To many, stepping up construction of public works projects may seem like an effective means to stimulate growth. It has been argued that such a move would not only create more jobs and spark greater consumer spending, but also lead to increased activities in both the public service industry and the country's struggling manufacturing sector.

This push, however, would require a massive amount of capital at a time when government revenues are shrinking. More construction would call for the government to both inject more money into the market and raise taxes, which would be a drag on consumption, production and business growth.
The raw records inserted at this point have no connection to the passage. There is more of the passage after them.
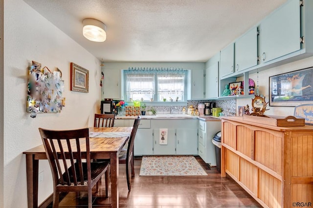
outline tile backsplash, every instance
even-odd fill
[[[182,112],[183,107],[184,107],[186,109],[188,106],[190,105],[193,105],[194,106],[197,107],[198,104],[203,104],[207,102],[215,102],[216,103],[216,107],[222,108],[223,110],[223,112],[227,111],[228,114],[236,114],[235,99],[222,100],[189,100],[188,101],[187,104],[186,105],[175,106],[173,113],[180,114]],[[159,114],[170,113],[171,109],[171,106],[168,105],[153,106],[153,107],[156,110],[156,114]],[[150,106],[147,106],[146,110],[149,110],[149,108]]]

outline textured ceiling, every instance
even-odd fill
[[[104,62],[206,62],[287,0],[24,0]],[[82,35],[85,18],[107,40]]]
These consequences would inevitably run counter to the government's goal of accelerating China's economic growth engine.

In 2009, China rolled out a 4 trillion yuan ($631.19 billion) stimulus package, most of which was directed towards infrastructure construction, in order to minimize the effects of the global financial crisis.

Following this massive inflow of cash into the market, the consumer price index, a major gauge of inflation, rocketed up to a record high, gaining 5.4 percent year-on-year in 2011, according to figures from the National Bureau of Statistics. This severely curbed the buying power of the nation's residents as the prices of daily necessities, such as food, rose sharply.

Meanwhile, despite several efforts to lower tax burdens on individuals, over the past several years the government has steadily been pushing up taxes, which account for the lion's share of the government's overall revenue.

Ramping up infrastructure development would compel the government to collect more in taxes, which would hit the pockets of tax payers and depress both consumption and domestic demand.

At the same time, businesses and manufacturers in the private sector would likely also face heavier tax burdens in the scramble to fund infrastructure projects. In the current economy, a higher tax burden would devastate many of the country's small and medium-sized private companies, many of which are struggling to keep their doors open thanks to the current economic climate.